An advertisement for passage on a ship like the one on which Mary McGinnis sailed |
Wednesday, December 19, 2012
100 Christmases
Mary McGinnis of Butte celebrated her 100th Christmas in 1934. Andrew Jackson was president when she was born in 1834, and she was married in New York before the Civil War began. Her husband left for the gold fields of California, promising to send for her if things worked out. He did send for her in 1861, and that Christmas is the one of all the one hundred that she always remembered. That Christmas Day in 1861 found Mrs. McGinnis aboard a schooner off the coast of Central America bound for San Francisco, not far from where the Panama Canal today joins the two oceans. But there was no such shortcut back then, and ships had to go all the way around the horn of South America to reach California.

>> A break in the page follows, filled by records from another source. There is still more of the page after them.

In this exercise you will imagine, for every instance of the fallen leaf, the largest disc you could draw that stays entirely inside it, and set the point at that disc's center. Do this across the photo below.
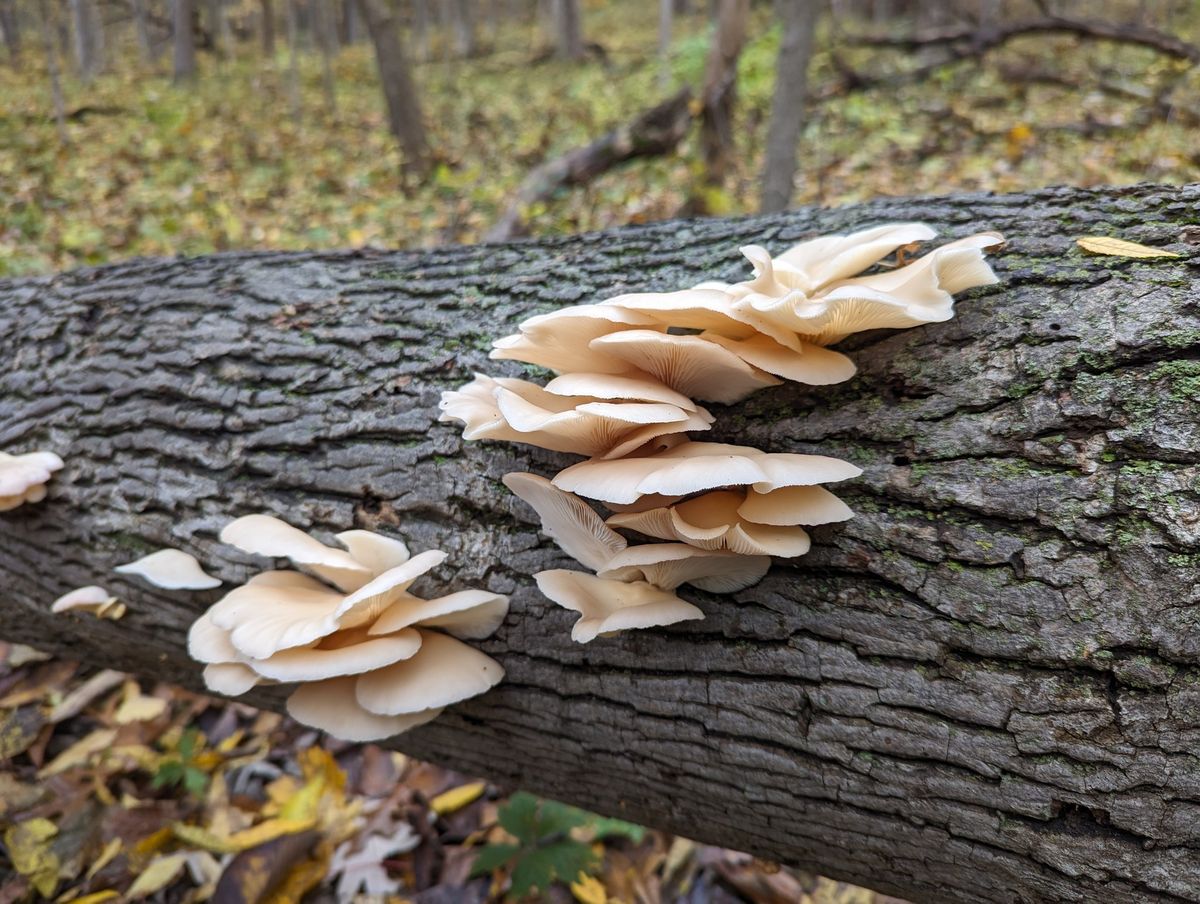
(1120, 247)
(156, 876)
(28, 844)
(457, 797)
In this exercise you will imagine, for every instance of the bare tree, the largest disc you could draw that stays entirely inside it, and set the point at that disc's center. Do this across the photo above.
(11, 28)
(720, 88)
(400, 91)
(787, 105)
(462, 17)
(289, 9)
(569, 29)
(142, 27)
(89, 37)
(327, 36)
(184, 41)
(267, 23)
(52, 64)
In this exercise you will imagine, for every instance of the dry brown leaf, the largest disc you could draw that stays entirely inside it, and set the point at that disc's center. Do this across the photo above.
(1120, 247)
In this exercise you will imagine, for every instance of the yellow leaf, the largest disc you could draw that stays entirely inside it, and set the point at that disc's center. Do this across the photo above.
(157, 875)
(96, 897)
(30, 852)
(79, 752)
(589, 890)
(1120, 247)
(244, 839)
(106, 856)
(456, 798)
(136, 707)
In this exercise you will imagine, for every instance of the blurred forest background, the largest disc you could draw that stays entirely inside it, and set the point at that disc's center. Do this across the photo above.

Mrs. McGinnis recalled that Christmas morning on the ship, crowded with miners bound to try their luck in California. The Christmas spirit was strong among that motley group. A storm raged off the coast and waves dashed against the sides of the ship, yet the group paused for a short service to commemorate the meaning of the holiday. The vessel creaked and lurched, and a hush fell over the rough miners and assorted passengers and crew. “I could never forget it,” said Mrs. McGinnis, “if I lived another hundred years.” In due time the ship arrived at San Francisco, and Mrs. McGinnis was reunited with her husband. She later lived in most of the major gold camps in the West and came to Butte to live with a daughter after her husband died. She outlived her daughter and most of her family, and cherished their memories, but that one Christmas aboard the ship was to her the most memorable.